[Coco] assembly programming on a 16K CoCo 2
Roger Taylor
webmaster at coco3.com
Mon Jun 26 14:48:13 EDT 2006
At 11:22 AM 6/26/2006, you wrote:
Either Rainbow IDE or Portal-9 will work for you if you want to create
programs for the Coco on a PC. However, for the best use of either program
you will also want the MESS emulator.
>If you just want to write assembly programs and not test them prior to
>use, Rainbow IDE or Portal-9 can take the place of Disk EDTASM. However,
>EDTASM also offers a built-in DEBUG routine that permits testing programs
>as part of the editor/assembler package.
Thanks for the plug, Robert. It's true that Rainbow and EDTASM both have
their pros and cons.
By using the M.E.S.S. emulator with my IDEs, excellent testing of your
software is possible because of how accurate the CoCo emulation
is. Anything that can run Sockmaster's demos with convincing realism of a
real CoCo is good enough for me. :)
Many would agree, Rainbow IDE and the M.E.S.S. emulator is the best new way
to develop CoCo games because you can go from source code to emulation in
one click and start testing right away.

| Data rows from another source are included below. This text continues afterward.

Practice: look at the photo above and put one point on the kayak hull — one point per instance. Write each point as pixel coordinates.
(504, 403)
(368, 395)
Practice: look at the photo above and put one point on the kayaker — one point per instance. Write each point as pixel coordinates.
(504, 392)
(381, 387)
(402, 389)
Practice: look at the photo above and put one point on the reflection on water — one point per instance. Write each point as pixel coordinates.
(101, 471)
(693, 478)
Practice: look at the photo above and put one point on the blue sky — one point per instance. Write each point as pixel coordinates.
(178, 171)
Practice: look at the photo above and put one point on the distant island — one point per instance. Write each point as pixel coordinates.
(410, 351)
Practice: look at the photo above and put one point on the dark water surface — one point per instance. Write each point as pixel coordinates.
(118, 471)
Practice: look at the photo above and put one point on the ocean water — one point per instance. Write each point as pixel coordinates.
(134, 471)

You just keep repeating this cycle
anytime you make enough changes to your source code that you want to see in
action. It would take hours longer to do this on a real CoCo using EDTASM
because you have to assemble to disk, exit EDTASM, load your program, test,
then reboot EDTASM.
What's better? ROM Pak development! As soon as you click Go to assemble
your game/program, it starts running immediately. This is truly the most
seamless and convenient form of CoCo development known to man. If you
haven't tried it, you're in for a treat. In fact, you can easily develop
your programs first as 'ROM Paks' then later change the ORG (Origin) to
lower memory so that they load from Disk. You can do this to avoid having
to type LOADM "GAME" at the CoCo prompt each time M.E.S.S. is launched.
Ofcourse, any software that uses hardware that an emulator can't emulate
should be further tested on a real CoCo.